El vino hacía revivir la brutalidad
de los comensales. Gritaban puestos en pie, derribando con sus furiosos manoteos
botellas y vasos; cantaban acompañados por la dulzaina de Dimoni, a cuya
son saltaban en el corral algunas parejas, y, al fin, instintivamente,
dividiéronse en dos bandos, y de un extremo a otro de la mesa comenzaron
a arrojarse puñados de confites con todas la fuerza de sus poderosos
brazos, acostumbrados a luchar con la ingrata tierra y las tozudas bestias de
carga.
¡Qué divertido era aquello! El tío Sento reía muy complacido, pero el cura huyó con las mujeres a refugiarse en el estudi, y el notario se ocultó debajo de la mesa.

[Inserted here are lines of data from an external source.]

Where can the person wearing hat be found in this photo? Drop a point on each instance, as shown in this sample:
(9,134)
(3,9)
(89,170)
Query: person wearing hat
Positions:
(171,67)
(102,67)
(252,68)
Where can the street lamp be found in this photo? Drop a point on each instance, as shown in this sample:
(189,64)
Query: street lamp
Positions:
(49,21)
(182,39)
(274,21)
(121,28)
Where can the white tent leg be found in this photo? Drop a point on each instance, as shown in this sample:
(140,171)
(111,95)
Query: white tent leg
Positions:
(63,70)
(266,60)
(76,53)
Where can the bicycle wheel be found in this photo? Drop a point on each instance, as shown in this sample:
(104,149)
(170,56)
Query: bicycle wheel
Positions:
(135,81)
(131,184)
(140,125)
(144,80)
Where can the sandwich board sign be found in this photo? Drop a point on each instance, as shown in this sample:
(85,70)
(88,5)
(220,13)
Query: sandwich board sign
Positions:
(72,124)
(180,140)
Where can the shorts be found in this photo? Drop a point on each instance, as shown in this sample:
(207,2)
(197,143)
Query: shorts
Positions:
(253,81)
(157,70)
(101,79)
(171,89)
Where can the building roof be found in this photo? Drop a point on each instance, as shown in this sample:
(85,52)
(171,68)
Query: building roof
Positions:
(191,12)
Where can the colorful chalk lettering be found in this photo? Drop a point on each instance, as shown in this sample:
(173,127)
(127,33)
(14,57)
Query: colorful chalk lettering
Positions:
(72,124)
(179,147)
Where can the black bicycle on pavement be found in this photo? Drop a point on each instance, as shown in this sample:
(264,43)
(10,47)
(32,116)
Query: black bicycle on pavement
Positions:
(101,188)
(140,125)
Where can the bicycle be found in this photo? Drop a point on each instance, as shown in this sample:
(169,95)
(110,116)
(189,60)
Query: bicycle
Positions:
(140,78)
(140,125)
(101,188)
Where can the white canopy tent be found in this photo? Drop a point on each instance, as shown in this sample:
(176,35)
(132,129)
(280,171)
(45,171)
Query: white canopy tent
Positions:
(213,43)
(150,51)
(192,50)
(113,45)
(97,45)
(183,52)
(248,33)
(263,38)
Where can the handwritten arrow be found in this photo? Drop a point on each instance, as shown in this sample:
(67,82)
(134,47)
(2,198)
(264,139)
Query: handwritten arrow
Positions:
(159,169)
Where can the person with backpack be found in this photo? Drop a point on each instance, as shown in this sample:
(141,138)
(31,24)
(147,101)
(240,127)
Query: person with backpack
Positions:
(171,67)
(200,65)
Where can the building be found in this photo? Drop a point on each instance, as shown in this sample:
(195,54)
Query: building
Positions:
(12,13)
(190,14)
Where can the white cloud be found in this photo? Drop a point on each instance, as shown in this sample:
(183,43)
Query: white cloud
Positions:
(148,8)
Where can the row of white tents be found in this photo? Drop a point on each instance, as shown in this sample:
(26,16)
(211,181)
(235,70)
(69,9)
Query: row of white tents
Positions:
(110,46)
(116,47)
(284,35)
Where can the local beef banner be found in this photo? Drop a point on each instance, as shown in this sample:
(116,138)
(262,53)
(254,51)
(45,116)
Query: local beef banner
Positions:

Caían los cristales de las alacenas hechos añicos; quebrándose los vasos; un ruido de tiestos sonaba continuamente, y los campeones se enardecían, hasta el punto de que, no encontrando confites a mano, se arrojaban los restos de los bizcochos y los fragmentos de platos.
-Prou; ya teníu prou -gritaba el tío Sento, cansado de sufrir golpes.
Y en vista de que le desobedecían
púsose en pie, y a empellones los echó al corral, donde los
enardecidos mozos continuaron la fiesta, arrojándose proyectiles menos
limpios.
Entonces fué cuando las mujeres volvieron al banquete con el asustado cura. ¡Reina y siñora, aquello no estaba bien! Era un juego de brutos. Y se dedicaron a auxiliar a los descalabrados, que se limpiaban la sangre sonriendo, sin cesar de decir que se habían divertido mucho.
Volvieron a sentarse todos a la revuelta mesa, en la cual el vino derramado y los residuos de la comida formaban repugnantes manchas.
Pero allí no se ganaba para sustos, y algunas respetables matronas saltaron de sus asientos, afirmando entre chillidos medrosos que algo iba por debajo de la mesa que las pellizcaba las abultadas pantorrillas.
Eran los chicos que, no ahítos de confites, buscaban a gatas los residuos de la batalla.
-¡Qué granujería tan endemoniada! ¡Pachets..., fora..., fora!